Growing up in the Piedmont region of North Carolina, I spent many happy hours tromping through the local woods. I remember rescuing wildflowers just ahead of the bulldozers and getting excited when I found new or unique plant form. Even at a young age, I was amazed by the diversity that existed within a single species. I decided that I was going to open a plant nursery and share these plants with the world.

When I attended NC State University to study horticulture, most of the students and professors there were focused on the common plants that were already found in the trade instead of looking at introducing new plants to the market. The notable exception was the late Dr. J.C. Raulston, who showed up on the scene with the modus operandi of “let’s try growing everything we can get our hands on that no one has tried before”. J.C. was the motivation that I and several other students needed to realize that our ideas had merit.

It is hard to understand the depth of Dr. J.C. Raulston’s impact on ornamental horticulture and the nursery industry unless one knows how little there was before J.C.’s time. The nursery industry pre-J.C. offered a moribund selection of serviceable but dull shrubs such as Japanese holly, common evergreen azaleas, Pfitzer junipers and boxwood. The Triangle area of North Carolina wouldn’t be the horticultural hotbed that it is now if J.C. didn’t light the fire that started it all. Tragically, J.C. died in a car accident in 1996 at age 56.

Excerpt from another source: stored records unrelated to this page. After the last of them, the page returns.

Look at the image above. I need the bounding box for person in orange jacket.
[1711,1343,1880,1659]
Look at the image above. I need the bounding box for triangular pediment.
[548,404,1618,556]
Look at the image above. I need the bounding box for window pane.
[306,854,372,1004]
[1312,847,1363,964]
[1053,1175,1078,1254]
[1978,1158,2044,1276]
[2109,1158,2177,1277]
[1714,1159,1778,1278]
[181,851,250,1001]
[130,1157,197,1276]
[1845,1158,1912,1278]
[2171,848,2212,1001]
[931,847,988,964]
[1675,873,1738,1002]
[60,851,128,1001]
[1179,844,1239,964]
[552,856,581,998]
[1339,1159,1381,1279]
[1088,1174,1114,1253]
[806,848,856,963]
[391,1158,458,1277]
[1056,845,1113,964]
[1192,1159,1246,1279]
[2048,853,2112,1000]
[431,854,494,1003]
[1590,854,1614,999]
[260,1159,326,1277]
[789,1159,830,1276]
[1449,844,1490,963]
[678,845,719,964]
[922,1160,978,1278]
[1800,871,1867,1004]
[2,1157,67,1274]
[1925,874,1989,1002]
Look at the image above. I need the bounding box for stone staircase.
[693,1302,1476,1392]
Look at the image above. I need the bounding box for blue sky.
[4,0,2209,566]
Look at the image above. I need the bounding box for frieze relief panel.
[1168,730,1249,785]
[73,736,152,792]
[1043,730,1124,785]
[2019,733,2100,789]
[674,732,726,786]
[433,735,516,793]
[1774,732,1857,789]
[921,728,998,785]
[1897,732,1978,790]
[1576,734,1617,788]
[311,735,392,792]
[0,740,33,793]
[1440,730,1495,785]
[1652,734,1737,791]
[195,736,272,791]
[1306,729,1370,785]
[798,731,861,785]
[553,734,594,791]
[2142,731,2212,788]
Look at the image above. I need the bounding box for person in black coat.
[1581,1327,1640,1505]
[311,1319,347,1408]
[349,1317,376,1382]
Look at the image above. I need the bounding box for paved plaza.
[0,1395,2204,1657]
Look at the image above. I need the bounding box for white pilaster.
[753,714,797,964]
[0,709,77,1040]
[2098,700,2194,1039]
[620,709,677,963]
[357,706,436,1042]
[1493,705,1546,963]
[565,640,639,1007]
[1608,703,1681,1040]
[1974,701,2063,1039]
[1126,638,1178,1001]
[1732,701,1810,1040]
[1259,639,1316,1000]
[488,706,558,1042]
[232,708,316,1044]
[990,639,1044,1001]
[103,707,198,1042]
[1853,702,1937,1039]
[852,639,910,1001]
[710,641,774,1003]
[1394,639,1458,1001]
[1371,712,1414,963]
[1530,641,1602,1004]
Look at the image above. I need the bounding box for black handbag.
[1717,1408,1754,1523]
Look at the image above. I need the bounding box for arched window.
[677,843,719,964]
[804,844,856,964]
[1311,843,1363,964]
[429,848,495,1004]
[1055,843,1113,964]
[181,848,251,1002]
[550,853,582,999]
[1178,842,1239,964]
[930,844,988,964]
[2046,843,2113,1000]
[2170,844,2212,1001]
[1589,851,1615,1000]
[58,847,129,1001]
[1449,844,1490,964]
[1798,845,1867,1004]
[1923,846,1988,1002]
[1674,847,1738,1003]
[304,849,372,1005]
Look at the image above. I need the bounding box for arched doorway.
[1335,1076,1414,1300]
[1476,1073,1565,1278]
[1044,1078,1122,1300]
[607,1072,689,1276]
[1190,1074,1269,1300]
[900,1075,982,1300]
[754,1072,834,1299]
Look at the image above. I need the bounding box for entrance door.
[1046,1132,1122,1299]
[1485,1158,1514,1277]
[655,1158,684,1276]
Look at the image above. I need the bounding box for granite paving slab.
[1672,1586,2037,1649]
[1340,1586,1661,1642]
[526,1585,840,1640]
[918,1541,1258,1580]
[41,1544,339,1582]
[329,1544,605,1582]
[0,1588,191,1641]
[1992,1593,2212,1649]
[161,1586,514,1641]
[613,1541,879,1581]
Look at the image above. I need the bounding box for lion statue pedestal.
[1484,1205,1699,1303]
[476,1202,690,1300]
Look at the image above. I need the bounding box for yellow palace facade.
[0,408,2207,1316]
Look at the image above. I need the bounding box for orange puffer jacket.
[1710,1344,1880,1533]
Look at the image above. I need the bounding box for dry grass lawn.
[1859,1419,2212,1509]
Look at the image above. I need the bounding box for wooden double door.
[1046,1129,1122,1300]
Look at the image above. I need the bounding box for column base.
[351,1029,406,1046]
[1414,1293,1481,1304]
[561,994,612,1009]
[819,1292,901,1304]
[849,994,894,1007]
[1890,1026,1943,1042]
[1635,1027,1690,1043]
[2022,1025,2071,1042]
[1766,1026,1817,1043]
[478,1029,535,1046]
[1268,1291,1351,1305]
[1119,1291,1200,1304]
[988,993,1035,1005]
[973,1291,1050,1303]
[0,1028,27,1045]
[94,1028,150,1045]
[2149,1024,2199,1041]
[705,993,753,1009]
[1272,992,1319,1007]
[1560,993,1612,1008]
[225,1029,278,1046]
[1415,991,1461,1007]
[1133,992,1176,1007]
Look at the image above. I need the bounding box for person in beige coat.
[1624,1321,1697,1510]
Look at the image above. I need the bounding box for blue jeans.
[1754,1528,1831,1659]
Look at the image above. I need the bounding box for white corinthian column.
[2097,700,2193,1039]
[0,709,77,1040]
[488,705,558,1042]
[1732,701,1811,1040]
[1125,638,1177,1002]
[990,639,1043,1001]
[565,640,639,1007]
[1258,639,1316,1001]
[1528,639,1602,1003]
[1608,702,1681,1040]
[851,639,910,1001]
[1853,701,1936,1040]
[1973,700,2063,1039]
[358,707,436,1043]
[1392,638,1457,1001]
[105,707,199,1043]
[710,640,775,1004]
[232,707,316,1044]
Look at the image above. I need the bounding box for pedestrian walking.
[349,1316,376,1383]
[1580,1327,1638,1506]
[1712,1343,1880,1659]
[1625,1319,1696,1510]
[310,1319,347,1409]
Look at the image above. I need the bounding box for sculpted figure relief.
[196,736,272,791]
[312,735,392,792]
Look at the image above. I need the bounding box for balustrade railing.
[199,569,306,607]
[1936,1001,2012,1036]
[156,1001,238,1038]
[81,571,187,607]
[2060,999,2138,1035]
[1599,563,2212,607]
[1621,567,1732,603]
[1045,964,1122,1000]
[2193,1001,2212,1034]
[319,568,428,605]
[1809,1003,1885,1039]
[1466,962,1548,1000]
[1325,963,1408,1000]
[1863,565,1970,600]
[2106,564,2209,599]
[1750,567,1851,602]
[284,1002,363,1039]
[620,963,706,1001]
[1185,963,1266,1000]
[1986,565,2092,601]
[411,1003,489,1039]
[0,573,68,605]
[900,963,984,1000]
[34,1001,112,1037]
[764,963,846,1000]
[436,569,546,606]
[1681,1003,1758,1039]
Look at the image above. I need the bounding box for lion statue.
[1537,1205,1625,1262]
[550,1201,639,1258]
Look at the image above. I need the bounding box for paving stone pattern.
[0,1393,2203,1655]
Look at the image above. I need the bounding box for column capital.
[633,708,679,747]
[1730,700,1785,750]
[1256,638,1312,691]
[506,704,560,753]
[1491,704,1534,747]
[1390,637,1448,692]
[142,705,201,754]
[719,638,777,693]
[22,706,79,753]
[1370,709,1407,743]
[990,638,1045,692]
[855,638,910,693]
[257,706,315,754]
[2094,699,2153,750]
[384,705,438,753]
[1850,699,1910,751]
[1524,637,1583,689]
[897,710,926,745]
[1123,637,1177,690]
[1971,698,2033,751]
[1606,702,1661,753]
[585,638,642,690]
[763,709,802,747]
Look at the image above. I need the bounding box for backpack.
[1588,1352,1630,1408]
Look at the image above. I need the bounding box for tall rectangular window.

In 1986, my late wife Michelle and I felt ready to pursue careers in the nursery industry. We acquired a 2.2-acre abandoned tobacco field in Southern Wake County, complete with a newly built starter house. We had to choose a niche for our business and Dr. J.C. Raulston was very supportive of my idea to open a specialty plant nursery. Our founding principle was to offer a large diversity of unique and rare perennial plants best suited for growing in Noth American climate. That meant the conventional route of ordering liners from large commercial growers was not an option for us. So we started propagating small quantities of each plant and slowly increased production as our facilities grew.

True to my young self, I was interested not only in selling these plants but also in growing and learning about them firsthand. That’s how Juniper Level Botanic Garden was born. We used JLBG to showcase the plants we sold as well as to propagate them, and eventually to serve as one of the most extensive ex-situ plant conservation gardens in the world.

Today Plant Delights Nursery offers over a thousand new, rare, unique, and unusual perennials online. Every year we introduce brand new plants to horticulture, with over 1,400 introduced so far. We ship domestically and internationally and have loyal customers all over the world. Four times a year we open our nursery and garden to the public, so that gardeners can see the beautiful results of planting for diversity and feel inspired to think differently about their own gardens. Welcome to Plant Delights Nursery and Juniper Level Botanic Garden.